Before coming up with “twisting statistics” it may be useful to look at the Boeing 737 Max 8 accident profile in comparison with the rest of the passenger airliners. The accident profile is a graph showing the cumulated casualties generated by the accidents of a certain plane over time. We can see from the graph below that other passenger airliners had a much gentler accident profile. (source https://aviation-safety.net/database/)
Unfortunately, we cannot look at casualties per km traveled or per trip as data is not available. That graph may yet deliver a different image. Indeed, the following risks:
- Lifetime travel-related death,
- fatal incident (per vehicle-trip),
- death (per person-hours on the plane, on the car),
- death (per vehicle-kilometers),
- fatality (per person-kilometers),
would all be interesting to have a more meaningful comparison.
In our risk assessment daily practice, we look at this type of statistics, when they are available. Unfortunately, however, statistics are more often than not grossly incomplete and/or need to be used with caution. Statistical databases created for a specific purpose can be misleading for other uses.
Statistics in risk assessment practice
During a recent risk assessment, we had to evaluate the probability of a failure of a pump motor in a complex process.
The pump motor was going to operate in an out-of-specs environment.

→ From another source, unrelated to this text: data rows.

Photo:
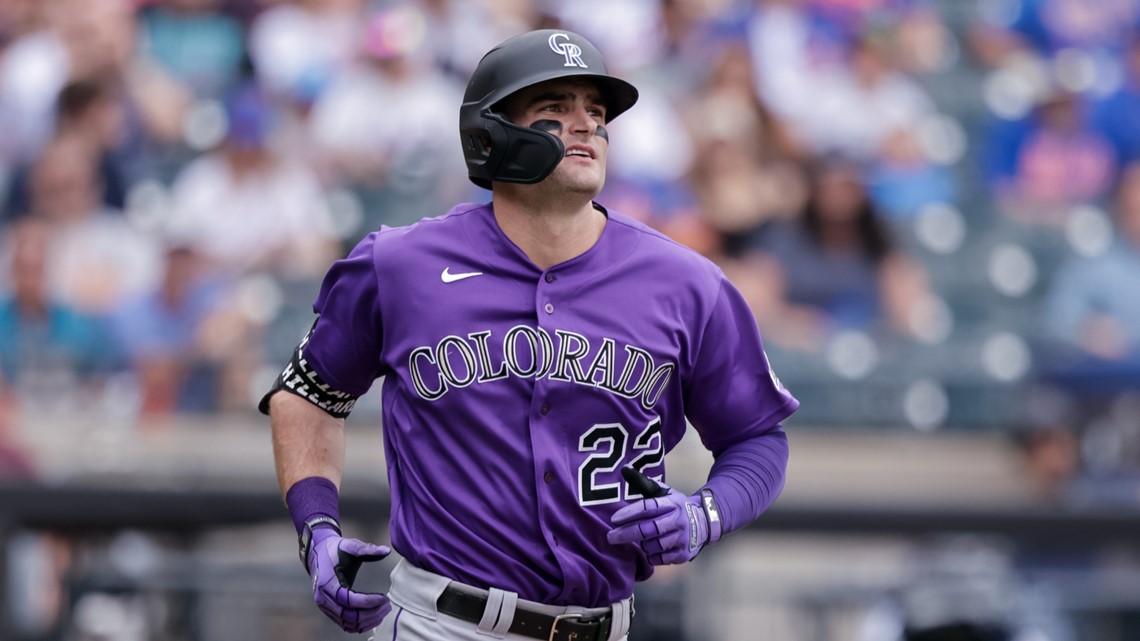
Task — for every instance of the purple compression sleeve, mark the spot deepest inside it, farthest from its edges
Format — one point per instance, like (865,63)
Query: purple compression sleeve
(747,477)
(312,496)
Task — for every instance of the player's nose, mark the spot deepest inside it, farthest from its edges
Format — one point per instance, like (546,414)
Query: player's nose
(581,120)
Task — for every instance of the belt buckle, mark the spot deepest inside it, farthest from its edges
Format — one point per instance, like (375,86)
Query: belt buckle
(554,626)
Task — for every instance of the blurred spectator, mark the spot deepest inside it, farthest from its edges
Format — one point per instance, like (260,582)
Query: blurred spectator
(298,47)
(744,171)
(48,348)
(856,110)
(167,334)
(457,27)
(377,127)
(805,50)
(835,267)
(82,40)
(627,32)
(1042,165)
(1043,27)
(97,256)
(87,111)
(902,178)
(1115,115)
(249,208)
(1090,309)
(195,41)
(1051,457)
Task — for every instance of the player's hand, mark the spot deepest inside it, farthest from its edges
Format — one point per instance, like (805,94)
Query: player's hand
(333,564)
(670,528)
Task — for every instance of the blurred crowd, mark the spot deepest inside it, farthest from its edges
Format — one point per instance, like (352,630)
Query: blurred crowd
(176,176)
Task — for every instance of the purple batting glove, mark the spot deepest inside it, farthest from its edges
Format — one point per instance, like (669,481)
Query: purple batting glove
(333,564)
(670,528)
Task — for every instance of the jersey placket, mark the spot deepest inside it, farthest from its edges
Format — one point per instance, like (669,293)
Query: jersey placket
(544,421)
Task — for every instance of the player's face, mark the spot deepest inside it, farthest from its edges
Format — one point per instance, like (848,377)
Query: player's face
(578,107)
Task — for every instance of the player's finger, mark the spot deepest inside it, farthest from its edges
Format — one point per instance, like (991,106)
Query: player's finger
(641,510)
(332,610)
(360,600)
(625,534)
(642,484)
(634,532)
(363,551)
(372,618)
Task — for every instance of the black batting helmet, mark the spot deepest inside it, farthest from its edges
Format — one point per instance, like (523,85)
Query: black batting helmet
(497,149)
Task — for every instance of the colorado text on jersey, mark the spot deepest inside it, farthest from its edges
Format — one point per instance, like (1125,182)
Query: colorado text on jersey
(456,362)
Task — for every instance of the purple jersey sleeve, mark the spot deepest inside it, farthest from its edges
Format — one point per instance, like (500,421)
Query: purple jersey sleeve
(345,342)
(732,392)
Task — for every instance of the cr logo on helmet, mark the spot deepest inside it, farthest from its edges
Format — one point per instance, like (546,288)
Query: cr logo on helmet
(571,51)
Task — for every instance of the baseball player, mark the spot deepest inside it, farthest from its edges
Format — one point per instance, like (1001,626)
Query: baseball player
(540,356)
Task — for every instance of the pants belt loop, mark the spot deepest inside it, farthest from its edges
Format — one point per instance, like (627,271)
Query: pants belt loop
(506,613)
(490,613)
(621,615)
(498,614)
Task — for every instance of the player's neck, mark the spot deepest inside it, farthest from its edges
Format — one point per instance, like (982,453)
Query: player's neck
(548,235)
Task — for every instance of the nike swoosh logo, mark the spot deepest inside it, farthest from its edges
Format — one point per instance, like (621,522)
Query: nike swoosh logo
(448,277)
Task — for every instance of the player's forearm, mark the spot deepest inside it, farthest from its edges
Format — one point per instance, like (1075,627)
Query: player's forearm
(748,477)
(307,440)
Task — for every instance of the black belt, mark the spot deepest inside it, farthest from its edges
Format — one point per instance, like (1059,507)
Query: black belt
(536,625)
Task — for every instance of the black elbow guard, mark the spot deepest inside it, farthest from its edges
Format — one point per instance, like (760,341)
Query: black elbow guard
(299,378)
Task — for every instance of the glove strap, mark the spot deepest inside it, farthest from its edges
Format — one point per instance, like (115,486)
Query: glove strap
(306,537)
(708,501)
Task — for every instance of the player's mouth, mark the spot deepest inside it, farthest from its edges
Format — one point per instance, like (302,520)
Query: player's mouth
(580,151)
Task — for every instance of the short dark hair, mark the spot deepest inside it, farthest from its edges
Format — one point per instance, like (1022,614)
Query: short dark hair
(78,96)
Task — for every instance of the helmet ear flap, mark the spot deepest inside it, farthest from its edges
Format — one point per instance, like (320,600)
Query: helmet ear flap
(520,154)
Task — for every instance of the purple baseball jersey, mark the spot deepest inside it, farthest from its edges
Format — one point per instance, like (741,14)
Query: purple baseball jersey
(513,396)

Thus, we searched the technical literature and found the following statistics in a database (COMPONENT RELIABILITY DATA FOR USE IN PROBABILISTIC SAFETY ASSESSMENT link).
We felt it necessary to check further, to gain confirmation of the values in that first database. Diving a bit further in the literature we found the above-mentioned pump motor driven failure rate probability, this time if operated in a heavy chemical environment. The rate of failure in such an environment is 2-3 orders of magnitude greater than in the previous referenced database, see below.
No data should be taken at face value as conditions and peculiarities significantly alter rates of failure. 2-3 orders of magnitude are a big gap for the same pump, in different environments.
Risks are not set in stones
As complete statistics are not available on many compounds/ operations/ elements (including organizational and human factor), probabilities can be estimated. That requires using analogies and experience, and “incomplete statistics” from similar subject matters. As new information becomes available probabilities updating is possible.
Indeed, risk assessment should be cyclical. They should also incorporate new information seamlessly as the risk profile of a company/ operation is certainly dynamic!
We show this ORE risk estimates flow-chart to our client and during our courses to help them understand the context of the risk framework.
Conclusion of Boeing 737 Max 8 set in risk context
“Don’t be ruled by your past. Don’t be crippled by the past. Let the past be the past and focus on what is ahead. Remember however that if you neglect the most essential lessons of the past, you shall walk into the future with one leg.”
― Ernest Agyemang Yeboah
Indeed environments change, event occurs. The tragedy of the Boeing 737 Max 8 set in risk context shows the need to update probabilities and other “statistics.” That is necessary especially in a rational risk acceptance framework That’s the only way to adopt prudent, but reasonable, stances.